Walmart.com will now be allowing third-party retailers to sell their items through its site. The launch of the Walmart Marketplace, announced yesterday, greatly increases the quantity and diversity of products available through the online store with the addition of one million new items.
Enabling other vendors to sell goods through its site, Walmart.com has officially entered the e-commerce market in direct competition with two of the biggest online hubs for third-party retail, Amazon and eBay.
How big a threat is Walmart.com’s announcement to its new competition?
In 2008, Walmart.com, with $1.74B in sales, was named the 13th-largest US online seller for the year, according to rankings by Internet Retailer.

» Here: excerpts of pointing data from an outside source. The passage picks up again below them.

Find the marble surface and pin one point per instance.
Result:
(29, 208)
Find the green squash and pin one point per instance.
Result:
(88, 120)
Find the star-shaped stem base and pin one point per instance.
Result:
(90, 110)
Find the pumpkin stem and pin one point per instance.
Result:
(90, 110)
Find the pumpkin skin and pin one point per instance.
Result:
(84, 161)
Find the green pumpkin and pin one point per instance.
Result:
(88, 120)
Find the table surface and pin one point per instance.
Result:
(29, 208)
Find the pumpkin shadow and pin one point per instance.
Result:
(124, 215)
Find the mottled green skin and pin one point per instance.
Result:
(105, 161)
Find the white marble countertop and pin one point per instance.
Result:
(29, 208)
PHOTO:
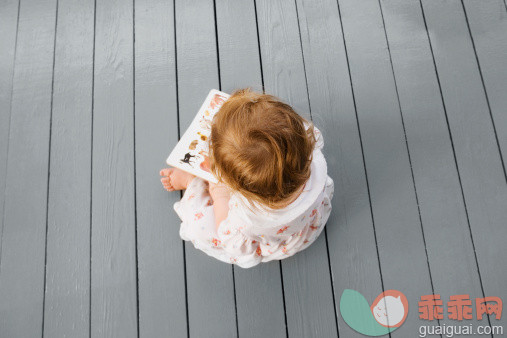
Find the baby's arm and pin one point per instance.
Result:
(220, 195)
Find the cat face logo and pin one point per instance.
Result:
(388, 312)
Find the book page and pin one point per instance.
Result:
(191, 152)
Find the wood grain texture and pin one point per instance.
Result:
(8, 29)
(24, 229)
(113, 257)
(306, 276)
(396, 217)
(210, 287)
(350, 232)
(259, 288)
(488, 27)
(477, 153)
(67, 306)
(162, 306)
(441, 205)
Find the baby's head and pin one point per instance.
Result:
(260, 147)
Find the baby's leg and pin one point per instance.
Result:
(175, 179)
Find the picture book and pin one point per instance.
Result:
(191, 152)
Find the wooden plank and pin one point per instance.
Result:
(24, 227)
(162, 305)
(8, 29)
(441, 205)
(67, 306)
(306, 276)
(350, 233)
(487, 21)
(259, 288)
(477, 153)
(113, 257)
(392, 194)
(207, 278)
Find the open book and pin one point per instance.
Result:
(191, 152)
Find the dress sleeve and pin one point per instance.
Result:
(319, 144)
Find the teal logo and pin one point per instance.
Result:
(387, 312)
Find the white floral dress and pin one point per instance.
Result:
(249, 236)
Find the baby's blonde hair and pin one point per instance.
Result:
(261, 148)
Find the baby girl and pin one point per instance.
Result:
(273, 197)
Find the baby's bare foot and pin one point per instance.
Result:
(175, 179)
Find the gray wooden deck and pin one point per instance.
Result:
(411, 97)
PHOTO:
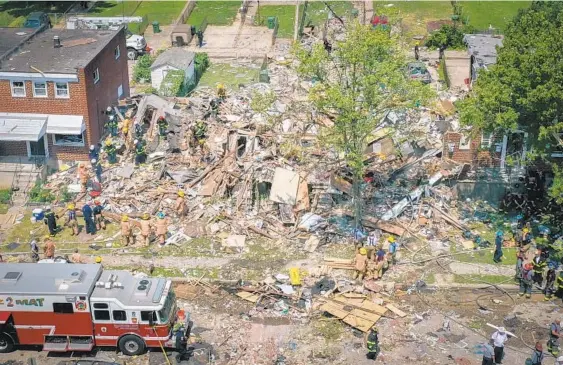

In the second quarter, Walmart saw 63% of Amazon’s traffic and 59% of eBay’s traffic.
But that was a year ago.
With the launch of the Walmart Marketplace, Walmart.com will undoubtedly see a jump in traffic and in revenues. Though eBay was, for a period, the number one stop in the e-commerce market, high demand has seen the market bloom into a multi-channel environment filled with big players like Amazon and, now, Walmart.
At the same time, Walmart’s channel will differ from Amazon and eBay in one fundamental aspect. While Amazon and eBay allow pretty much anybody—from regular users to actual businesses—to sell through their platforms, Walmart.com says it has picked a “select group of retailers” based on their reliability and the quality of their products.
Though more retailers will be added over the next year, the Walmart Marketplace right now will be hosting CSN Stores, eBags, and Pro Team.
Ultimately, however, it is up to the customers to decide on whose customer service is superior. Interestingly, in a ranking of the top 100 e-commerce sites, eBags ranked in the bottom 20 for customer satisfaction, according to J.P Morgan research. We will see how much Walmart benefits from having a closed third-party marketplace, in comparison with the open markets already out there.